Perplexos com a faxina levada a efeito pela Corregedoria Nacional de Justiça, os interesses contrariados reabrem a discussão do tema, tentando a todo custo fazer prevalecer o entendimento de que o CNJ só pode punir juiz corrupto após o julgamento do tribunal local.
Era assim no passado, e o Poder Judiciário foi exposto a uma investigação no Parlamento exatamente porque não fez esse dever de casa, e nada nos garante que o fará sem a atuação firme e autônoma do CNJ.
Nesse momento, a vigilância é mais do que sinal de prudência. É imperiosa e sobressai como dever de todos os que aceitam o desafio de aprimorar a Justiça. Políticas voltadas ao combate à impunidade se deparam com resistências.
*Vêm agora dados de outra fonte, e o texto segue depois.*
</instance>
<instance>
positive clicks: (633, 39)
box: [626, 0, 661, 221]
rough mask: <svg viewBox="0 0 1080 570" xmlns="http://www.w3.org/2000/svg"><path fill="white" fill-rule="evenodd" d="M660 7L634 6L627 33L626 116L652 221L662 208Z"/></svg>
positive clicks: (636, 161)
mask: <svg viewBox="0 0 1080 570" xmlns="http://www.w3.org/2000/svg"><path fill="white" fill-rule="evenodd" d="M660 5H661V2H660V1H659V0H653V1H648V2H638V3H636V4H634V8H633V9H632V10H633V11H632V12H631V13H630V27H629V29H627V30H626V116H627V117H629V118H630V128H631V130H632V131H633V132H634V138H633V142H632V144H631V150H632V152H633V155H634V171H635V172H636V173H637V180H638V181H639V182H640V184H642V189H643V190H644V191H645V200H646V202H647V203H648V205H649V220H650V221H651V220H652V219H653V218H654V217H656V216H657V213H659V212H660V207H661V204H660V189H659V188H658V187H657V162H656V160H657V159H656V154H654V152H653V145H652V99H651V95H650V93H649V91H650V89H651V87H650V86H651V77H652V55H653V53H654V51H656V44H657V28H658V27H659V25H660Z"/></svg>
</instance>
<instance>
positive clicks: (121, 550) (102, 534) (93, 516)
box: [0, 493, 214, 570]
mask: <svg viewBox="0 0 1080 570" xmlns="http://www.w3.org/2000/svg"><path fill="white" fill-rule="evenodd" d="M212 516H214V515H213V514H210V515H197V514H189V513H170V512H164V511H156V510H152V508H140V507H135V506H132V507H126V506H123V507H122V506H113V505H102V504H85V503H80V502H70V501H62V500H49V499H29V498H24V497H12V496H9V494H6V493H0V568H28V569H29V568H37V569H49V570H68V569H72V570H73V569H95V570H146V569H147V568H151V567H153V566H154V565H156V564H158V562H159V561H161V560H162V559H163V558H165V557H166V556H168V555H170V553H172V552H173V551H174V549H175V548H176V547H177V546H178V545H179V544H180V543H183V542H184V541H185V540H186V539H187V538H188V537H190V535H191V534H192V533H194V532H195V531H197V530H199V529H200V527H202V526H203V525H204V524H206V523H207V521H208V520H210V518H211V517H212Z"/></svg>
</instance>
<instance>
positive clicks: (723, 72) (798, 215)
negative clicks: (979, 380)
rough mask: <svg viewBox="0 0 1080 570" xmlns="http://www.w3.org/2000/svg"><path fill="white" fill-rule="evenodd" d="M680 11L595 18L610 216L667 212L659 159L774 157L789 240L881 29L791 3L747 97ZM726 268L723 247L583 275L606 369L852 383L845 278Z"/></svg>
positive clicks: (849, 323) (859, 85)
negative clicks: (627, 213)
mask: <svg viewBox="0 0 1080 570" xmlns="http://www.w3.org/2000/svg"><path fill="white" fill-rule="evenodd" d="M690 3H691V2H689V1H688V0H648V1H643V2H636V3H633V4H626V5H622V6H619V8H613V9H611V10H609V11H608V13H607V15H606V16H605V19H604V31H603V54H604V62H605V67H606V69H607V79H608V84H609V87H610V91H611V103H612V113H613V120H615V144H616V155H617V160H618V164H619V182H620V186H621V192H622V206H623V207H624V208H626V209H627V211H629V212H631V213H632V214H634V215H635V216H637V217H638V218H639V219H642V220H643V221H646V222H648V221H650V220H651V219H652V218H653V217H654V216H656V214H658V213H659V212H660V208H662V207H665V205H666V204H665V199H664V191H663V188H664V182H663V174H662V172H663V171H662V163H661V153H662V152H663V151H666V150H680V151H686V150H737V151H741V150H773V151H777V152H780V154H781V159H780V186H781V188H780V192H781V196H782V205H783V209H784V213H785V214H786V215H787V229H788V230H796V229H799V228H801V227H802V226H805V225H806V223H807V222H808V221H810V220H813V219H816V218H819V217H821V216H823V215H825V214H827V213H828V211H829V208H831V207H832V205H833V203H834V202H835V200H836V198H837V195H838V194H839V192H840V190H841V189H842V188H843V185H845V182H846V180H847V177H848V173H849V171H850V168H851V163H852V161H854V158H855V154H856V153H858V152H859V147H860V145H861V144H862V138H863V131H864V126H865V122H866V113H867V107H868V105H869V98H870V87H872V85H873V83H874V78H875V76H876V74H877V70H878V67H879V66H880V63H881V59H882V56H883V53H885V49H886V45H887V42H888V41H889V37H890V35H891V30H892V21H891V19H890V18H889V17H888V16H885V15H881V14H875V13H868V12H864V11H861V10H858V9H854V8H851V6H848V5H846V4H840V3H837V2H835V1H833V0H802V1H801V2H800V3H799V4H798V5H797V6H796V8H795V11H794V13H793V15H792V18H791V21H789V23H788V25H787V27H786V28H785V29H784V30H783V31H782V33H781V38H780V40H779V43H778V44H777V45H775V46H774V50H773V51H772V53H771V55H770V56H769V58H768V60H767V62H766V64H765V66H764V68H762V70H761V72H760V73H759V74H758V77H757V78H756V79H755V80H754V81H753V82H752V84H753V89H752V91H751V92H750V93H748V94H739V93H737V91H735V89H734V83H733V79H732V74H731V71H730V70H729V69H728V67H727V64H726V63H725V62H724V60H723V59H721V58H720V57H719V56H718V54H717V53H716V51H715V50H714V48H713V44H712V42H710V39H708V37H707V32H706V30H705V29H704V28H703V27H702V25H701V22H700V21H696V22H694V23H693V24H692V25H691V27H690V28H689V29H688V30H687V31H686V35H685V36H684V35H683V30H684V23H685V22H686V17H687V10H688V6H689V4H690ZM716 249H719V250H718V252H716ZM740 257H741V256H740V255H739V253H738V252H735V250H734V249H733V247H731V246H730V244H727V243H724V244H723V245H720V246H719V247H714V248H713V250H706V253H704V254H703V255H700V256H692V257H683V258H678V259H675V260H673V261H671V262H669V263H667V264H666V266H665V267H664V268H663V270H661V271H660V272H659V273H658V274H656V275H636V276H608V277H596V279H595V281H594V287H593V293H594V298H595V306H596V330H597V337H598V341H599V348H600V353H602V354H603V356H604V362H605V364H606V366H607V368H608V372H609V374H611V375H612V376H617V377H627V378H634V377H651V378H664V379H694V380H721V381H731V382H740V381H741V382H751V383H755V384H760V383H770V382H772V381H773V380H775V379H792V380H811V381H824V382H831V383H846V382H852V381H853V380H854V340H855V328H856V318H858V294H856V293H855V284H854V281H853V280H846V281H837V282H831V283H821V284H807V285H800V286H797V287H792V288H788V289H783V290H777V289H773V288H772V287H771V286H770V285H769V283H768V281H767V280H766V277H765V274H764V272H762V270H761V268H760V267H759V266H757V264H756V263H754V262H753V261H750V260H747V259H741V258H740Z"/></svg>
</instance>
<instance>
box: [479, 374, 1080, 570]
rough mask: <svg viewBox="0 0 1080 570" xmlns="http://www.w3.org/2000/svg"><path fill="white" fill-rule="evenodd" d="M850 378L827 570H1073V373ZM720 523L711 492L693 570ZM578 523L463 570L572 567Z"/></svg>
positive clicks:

Não por acaso são criados fatos e elaboradas teses capazes de ludibriar os inocentes e provocar retrocessos que causarão prejuízos irreparáveis ao Brasil.
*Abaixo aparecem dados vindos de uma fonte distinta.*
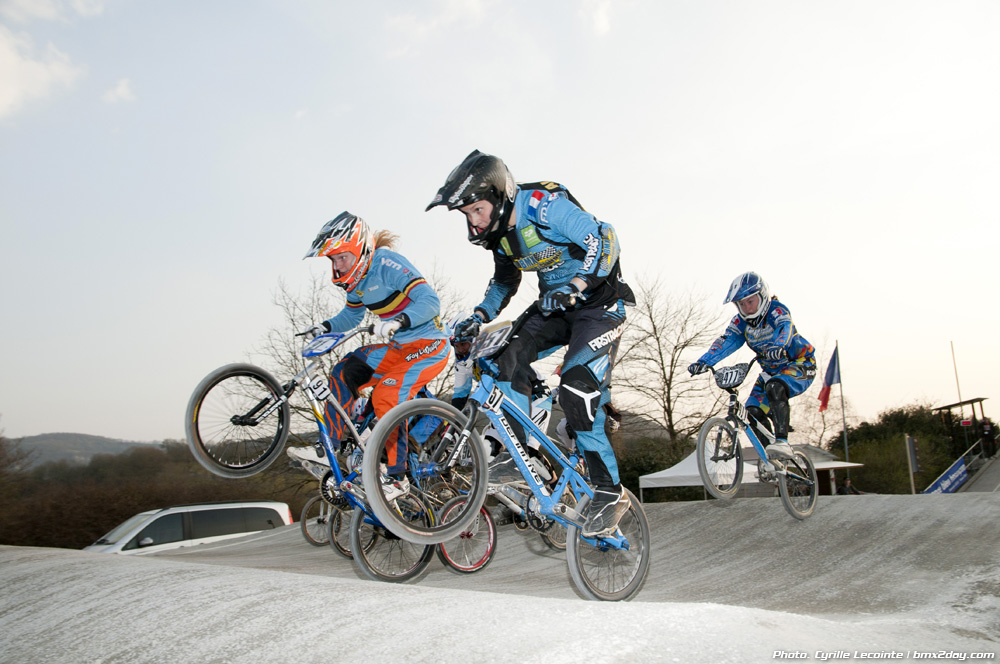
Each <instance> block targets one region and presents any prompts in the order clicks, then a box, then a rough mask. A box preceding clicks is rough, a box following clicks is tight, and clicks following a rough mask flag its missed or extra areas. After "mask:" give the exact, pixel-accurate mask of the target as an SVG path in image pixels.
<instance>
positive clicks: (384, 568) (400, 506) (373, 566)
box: [351, 496, 434, 583]
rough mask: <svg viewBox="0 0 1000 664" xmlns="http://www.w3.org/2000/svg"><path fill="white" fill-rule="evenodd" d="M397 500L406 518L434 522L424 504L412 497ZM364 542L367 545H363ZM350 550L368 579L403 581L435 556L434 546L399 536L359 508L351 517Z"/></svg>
mask: <svg viewBox="0 0 1000 664" xmlns="http://www.w3.org/2000/svg"><path fill="white" fill-rule="evenodd" d="M398 503H399V504H400V511H401V512H402V513H403V514H405V515H406V516H407V518H409V519H413V520H414V521H423V522H427V523H430V522H431V521H433V519H432V518H431V516H430V512H429V511H428V510H427V507H426V506H425V505H423V503H421V502H420V501H419V500H417V499H416V498H414V497H413V496H405V497H403V498H400V499H399V501H398ZM363 542H369V544H368V545H363V544H362V543H363ZM351 552H352V553H353V555H354V562H355V563H357V565H358V568H360V569H361V571H362V572H363V573H364V575H365V576H367V577H368V578H370V579H372V580H373V581H386V582H389V583H402V582H404V581H408V580H410V579H412V578H413V577H415V576H417V575H418V574H420V572H422V571H423V570H424V568H425V567H427V564H428V563H429V562H430V559H431V556H433V555H434V547H433V546H423V545H420V544H414V543H413V542H407V541H406V540H404V539H400V538H399V537H396V536H395V535H393V534H392V532H390V531H388V530H386V529H385V528H383V527H382V526H381V525H377V524H375V523H373V522H372V520H371V519H370V518H366V515H365V513H364V511H363V510H362V509H361V508H355V510H354V515H353V516H352V517H351Z"/></svg>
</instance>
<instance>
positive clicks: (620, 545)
mask: <svg viewBox="0 0 1000 664" xmlns="http://www.w3.org/2000/svg"><path fill="white" fill-rule="evenodd" d="M514 327H517V323H515V324H514ZM510 336H513V334H511V335H510ZM510 336H509V337H508V338H510ZM503 345H504V346H506V342H504V344H503ZM473 352H474V351H473ZM475 361H476V363H477V366H478V367H479V369H480V371H479V377H478V380H477V381H475V382H474V383H473V387H472V391H471V393H470V394H469V404H470V405H471V408H472V412H471V414H470V415H469V425H468V426H472V423H474V422H475V421H476V420H477V419H478V416H479V414H480V413H482V414H484V415H485V416H486V418H487V419H488V420H489V421H490V423H491V424H492V425H493V427H494V429H495V430H496V431H497V433H498V434H499V436H500V442H501V443H502V444H503V446H504V447H505V448H506V449H507V452H508V453H509V454H510V456H511V458H512V459H513V460H514V464H515V465H516V466H517V468H518V470H519V471H520V472H521V475H522V477H523V478H524V481H525V482H526V483H527V485H528V488H529V489H530V490H531V493H532V495H533V496H534V499H535V500H536V501H537V507H538V509H537V511H538V513H539V514H541V515H543V516H547V517H551V518H553V519H554V520H555V521H557V522H558V523H560V524H562V525H563V526H565V527H568V526H570V525H573V526H577V527H579V528H582V527H583V522H584V518H583V516H582V515H581V514H580V513H579V512H577V511H576V510H575V509H573V508H571V507H569V506H568V505H566V504H564V503H561V502H560V500H561V499H562V496H563V495H564V493H565V492H566V491H567V490H571V491H573V494H574V496H575V497H576V499H577V501H579V500H580V498H581V497H582V496H587V498H588V499H591V498H593V497H594V491H593V489H591V488H590V486H589V485H588V484H587V482H586V480H585V479H584V478H583V476H581V475H580V473H579V472H578V471H577V470H576V465H577V464H578V463H579V462H580V454H579V453H578V452H573V453H572V454H570V456H569V457H567V456H566V455H565V454H563V452H562V450H561V449H560V448H559V447H557V446H556V444H555V443H553V442H552V441H551V440H550V439H549V437H548V436H547V435H546V434H545V432H543V431H542V430H541V429H539V428H538V425H537V424H535V422H533V421H532V420H531V418H530V417H529V416H528V415H527V414H525V413H524V411H522V410H521V409H520V408H519V407H518V406H517V405H516V404H515V403H514V401H513V400H512V399H511V398H510V397H508V396H507V395H506V394H504V392H503V391H502V390H501V389H500V386H499V385H497V382H496V379H495V378H494V377H493V376H492V375H491V373H490V371H491V370H493V368H494V367H493V366H492V362H491V360H489V359H485V358H479V359H476V360H475ZM508 416H510V417H513V418H514V421H516V422H517V423H518V424H520V425H521V427H522V428H523V431H524V435H525V439H528V438H529V437H534V438H535V440H537V441H538V442H539V443H540V444H541V446H542V448H544V449H545V451H547V452H548V453H549V454H550V455H551V456H552V457H553V458H554V459H555V460H556V463H558V464H559V466H560V467H561V468H562V471H561V472H560V473H559V480H558V481H557V482H556V485H555V486H554V487H553V488H552V491H551V493H550V492H549V489H548V487H547V486H546V485H545V483H544V482H543V481H542V479H541V477H539V476H538V473H537V472H535V469H534V467H533V466H532V465H531V463H530V461H529V457H528V453H527V451H526V450H525V448H524V446H523V445H522V444H521V442H520V441H519V440H518V439H517V437H516V436H515V435H514V431H513V429H512V428H511V426H510V422H508V420H507V417H508ZM467 440H468V432H467V431H463V432H462V434H461V438H460V443H461V444H467ZM458 447H460V446H456V450H455V452H453V456H454V454H455V453H456V452H457V450H458ZM581 539H583V540H584V541H586V542H587V543H589V544H591V545H594V546H604V545H610V546H612V547H614V548H618V549H628V548H629V542H628V540H627V539H626V538H625V537H624V536H623V535H622V534H621V533H620V532H618V533H616V534H615V535H614V536H607V537H602V538H600V540H598V539H597V538H588V537H582V538H581ZM598 542H600V544H598Z"/></svg>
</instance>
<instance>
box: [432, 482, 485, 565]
mask: <svg viewBox="0 0 1000 664" xmlns="http://www.w3.org/2000/svg"><path fill="white" fill-rule="evenodd" d="M463 502H465V496H455V497H454V498H452V499H451V500H449V501H448V502H447V503H445V505H444V507H442V508H441V512H440V515H439V516H438V521H441V522H447V521H449V520H450V516H449V515H450V513H451V512H452V511H453V510H454V508H455V506H456V505H458V504H459V503H463ZM434 550H435V552H436V553H437V557H438V559H439V560H440V561H441V562H442V563H444V566H445V567H447V568H448V569H450V570H451V571H453V572H456V573H458V574H473V573H475V572H478V571H480V570H483V569H485V568H486V566H487V565H489V564H490V561H491V560H493V556H495V555H496V553H497V525H496V522H494V521H493V515H491V514H490V511H489V510H488V509H486V506H485V505H484V506H483V507H480V508H479V518H478V519H473V520H472V523H471V524H470V525H469V527H468V528H467V529H465V530H463V531H462V532H461V533H459V535H458V537H455V538H453V539H450V540H448V541H447V542H441V543H440V544H438V545H437V546H435V547H434Z"/></svg>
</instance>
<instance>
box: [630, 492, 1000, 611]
mask: <svg viewBox="0 0 1000 664" xmlns="http://www.w3.org/2000/svg"><path fill="white" fill-rule="evenodd" d="M647 514H648V516H649V519H650V527H651V529H652V530H653V532H654V539H653V544H654V546H653V556H654V558H653V562H652V564H651V566H650V579H649V581H648V582H647V586H646V588H645V589H644V590H643V593H642V595H641V596H640V599H641V600H643V601H678V602H692V601H693V602H719V603H723V604H730V605H739V606H747V607H756V608H763V609H773V610H779V611H793V612H796V613H808V614H813V615H816V614H858V613H863V614H870V613H890V612H891V613H898V612H900V611H910V610H915V609H917V608H933V607H967V608H969V609H970V610H972V609H974V608H975V607H979V608H987V607H986V606H984V605H985V604H990V603H992V604H996V601H997V597H998V595H1000V593H998V590H1000V528H998V527H997V524H1000V495H997V494H953V495H928V496H881V495H865V496H835V497H824V498H822V499H821V500H820V503H819V506H818V507H817V509H816V512H815V514H813V516H812V517H811V518H809V519H806V520H805V521H796V520H794V519H792V518H791V517H790V516H788V515H787V514H786V513H785V511H784V509H783V508H782V506H781V503H780V501H779V500H778V499H764V498H755V499H743V500H734V501H731V502H723V501H714V500H713V501H708V502H698V503H673V504H653V505H648V506H647ZM994 610H995V609H994Z"/></svg>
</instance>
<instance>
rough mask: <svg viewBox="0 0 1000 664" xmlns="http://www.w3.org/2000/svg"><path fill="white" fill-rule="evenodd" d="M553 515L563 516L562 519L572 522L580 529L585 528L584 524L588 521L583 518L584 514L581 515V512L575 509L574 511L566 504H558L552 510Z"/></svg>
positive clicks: (570, 507) (563, 503) (581, 514)
mask: <svg viewBox="0 0 1000 664" xmlns="http://www.w3.org/2000/svg"><path fill="white" fill-rule="evenodd" d="M552 513H553V514H558V515H559V516H561V517H562V518H564V519H566V520H567V521H570V522H572V523H573V525H574V526H578V527H581V528H582V527H583V522H584V521H586V519H584V518H583V515H582V514H580V513H579V512H577V511H576V510H575V509H573V508H572V507H570V506H569V505H566V504H565V503H557V504H556V505H555V506H554V507H553V508H552Z"/></svg>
Um conselho criado justamente porque os meios de controle existentes até a década passada eram ineficazes e parciais não pode ter a sua atuação condicionada ao prévio esgotamento dos meios de que os tribunais há muito tempo dispõem e que, na prática, pouco ou nunca utilizaram para corrigir os desvios de seus integrantes.
A tese de que a competência do CNJ é subsidiária, e, assim, somente pode ser exercida após a constatação de que os tribunais de origem foram inertes ou parciais, interessa tão somente àqueles que depositam suas fichas no jogo do tempo, da prescrição e do esquecimento.
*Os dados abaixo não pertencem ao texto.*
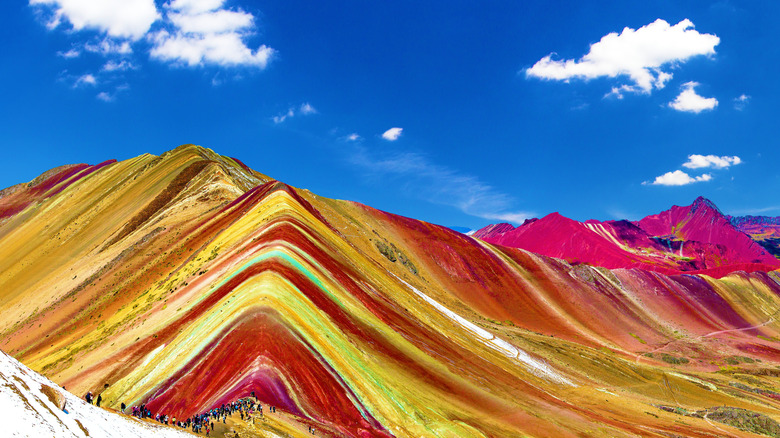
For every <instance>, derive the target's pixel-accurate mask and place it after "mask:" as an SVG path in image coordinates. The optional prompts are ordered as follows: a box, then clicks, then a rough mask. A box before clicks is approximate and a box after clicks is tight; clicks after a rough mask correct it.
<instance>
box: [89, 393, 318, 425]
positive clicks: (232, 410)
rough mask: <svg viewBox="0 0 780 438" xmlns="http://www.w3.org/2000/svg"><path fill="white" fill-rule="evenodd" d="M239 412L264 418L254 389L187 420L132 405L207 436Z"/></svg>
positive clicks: (177, 424)
mask: <svg viewBox="0 0 780 438" xmlns="http://www.w3.org/2000/svg"><path fill="white" fill-rule="evenodd" d="M84 398H85V399H86V400H87V403H89V404H92V401H93V400H95V397H94V395H92V392H88V393H87V394H86V395H85V396H84ZM102 401H103V398H102V396H101V395H100V394H98V396H97V400H96V402H97V403H96V405H97V406H100V403H101V402H102ZM120 408H121V410H122V413H124V412H125V409H127V406H126V405H125V404H124V403H122V404H121V405H120ZM268 411H269V412H276V407H275V406H269V407H268ZM236 412H238V413H239V414H240V415H241V420H242V421H244V420H245V421H252V424H254V421H255V418H256V415H255V414H257V415H258V416H259V417H260V418H263V406H262V405H261V404H260V403H259V402H257V401H256V398H255V392H254V391H252V393H251V398H248V397H247V398H242V399H239V400H237V401H234V402H232V403H227V404H224V403H223V404H222V405H221V406H220V407H218V408H215V409H212V410H210V411H208V412H205V413H202V414H196V415H193V416H192V417H189V418H187V419H186V420H178V421H177V420H176V417H171V416H169V415H167V414H161V413H157V414H155V415H154V417H153V416H152V411H150V410H149V408H148V407H147V406H146V405H145V404H142V405H140V406H132V407H131V415H132V416H134V417H137V418H141V419H144V418H149V419H152V418H153V419H154V420H155V421H157V422H158V423H160V424H166V425H170V426H175V427H180V428H182V429H191V430H192V432H194V433H198V434H199V433H201V432H204V433H205V435H206V436H210V433H211V432H212V431H214V421H215V420H216V422H217V423H219V420H220V419H221V420H222V423H223V424H226V421H227V417H228V416H233V414H234V413H236ZM309 432H310V433H312V434H313V433H314V432H315V430H314V428H313V427H311V426H309Z"/></svg>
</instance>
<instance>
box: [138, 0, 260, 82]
mask: <svg viewBox="0 0 780 438" xmlns="http://www.w3.org/2000/svg"><path fill="white" fill-rule="evenodd" d="M222 4H223V2H222V1H216V0H177V1H173V2H172V3H167V4H166V5H165V10H166V18H167V19H168V21H167V23H168V24H170V26H169V27H170V29H163V30H160V31H158V32H156V33H154V34H151V35H149V41H150V42H151V43H152V44H153V46H154V47H152V50H151V52H150V54H151V56H152V57H153V58H157V59H159V60H162V61H169V62H173V63H175V64H179V65H187V66H190V67H195V66H204V65H218V66H223V67H236V66H247V67H256V68H260V69H264V68H265V67H266V66H267V65H268V62H269V61H270V60H271V57H272V56H273V54H274V50H273V49H272V48H270V47H268V46H266V45H264V44H263V45H260V46H259V47H258V48H257V49H255V50H252V49H250V48H249V47H247V45H246V43H245V42H244V39H245V38H246V37H248V36H249V35H250V34H252V33H253V32H255V30H256V29H255V25H254V18H255V17H254V16H253V15H252V14H250V13H248V12H243V11H229V10H226V9H221V8H222Z"/></svg>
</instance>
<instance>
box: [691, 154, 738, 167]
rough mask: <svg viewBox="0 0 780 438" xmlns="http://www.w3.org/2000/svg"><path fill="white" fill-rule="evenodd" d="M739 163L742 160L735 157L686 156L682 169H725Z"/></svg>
mask: <svg viewBox="0 0 780 438" xmlns="http://www.w3.org/2000/svg"><path fill="white" fill-rule="evenodd" d="M741 162H742V159H740V158H739V157H737V156H736V155H735V156H733V157H729V156H727V155H724V156H722V157H719V156H717V155H698V154H693V155H688V161H686V162H685V163H683V167H687V168H688V169H705V168H709V167H712V168H715V169H727V168H728V167H729V166H732V165H734V166H736V165H737V164H740V163H741Z"/></svg>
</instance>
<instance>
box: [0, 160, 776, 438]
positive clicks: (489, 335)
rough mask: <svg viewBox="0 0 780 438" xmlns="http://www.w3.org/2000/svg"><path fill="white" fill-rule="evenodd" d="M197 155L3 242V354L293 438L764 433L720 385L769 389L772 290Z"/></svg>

O CNJ incomoda e precisa de nossa proteção para não ser transformado em mais um órgão burocrático e ineficiente.


MARIA TEREZA SADEK, doutora em ciência política, é professora do Departamento de Ciência Política da USP e diretora de pesquisa do Centro Brasileiro de Estudos e Pesquisas Judiciais.

Um comentário:

  1. A MAGISTRATURA ESTÁ MOSTRANDO O QUE É. EM PRINCÍPIO, APARECE COMO SUA DEUSA, DE OLHOS VEDADOS, COM UMA BALANÇA E UMA ESPADA. PESANDO JUSTAMENTE E CORTANDO ONDE TIVER DE CORTAR. DOA A QUEM DOER. TODAVIA, AGORA, NÃO É MAIS ESSE O PENSAMENTO FILOSOFICO DE JUSTIÇA, PORQUE A PREOCUPAÇÃO É COM ESTATUS, DINHEIRO, POSIÇÃO SOCIAL, VAIDADE PESSOAL, INTERESSE DE CLASSE, TÍPICO DE SINDICATO DE TRABALHADOR. TAL SITUAÇÃO, COMPROMETE O ESTADO DE DIREITO E A DEMOCARACIA, JÁ QUE O OS MEMBROS DO PODER JUDICIÁRIO, NÃO SÃO SINDICALIZADOS, MAS SIM AJUSTE DE UM PODER. O QUE ESTÁ ACONTECENDO, SINCERAMENTE, É UMA VERGONHA. O JUDICIÁRIO DEIXOU DE SUA NOBRE FUNÇÃO, PARA SE INTERESSER EM PROTEÇÃO DE CLASSE, TIPICO COMO JÁ SE FALAOU DE SINDICATO. PORTANTO, DEVERÁ O STF CRIAR AGORA UM SINDICADO DE MAGISTRADOS E ASSIM SE EQUIPARARÁ A OUTROS TANTOS QUE EXISTEM.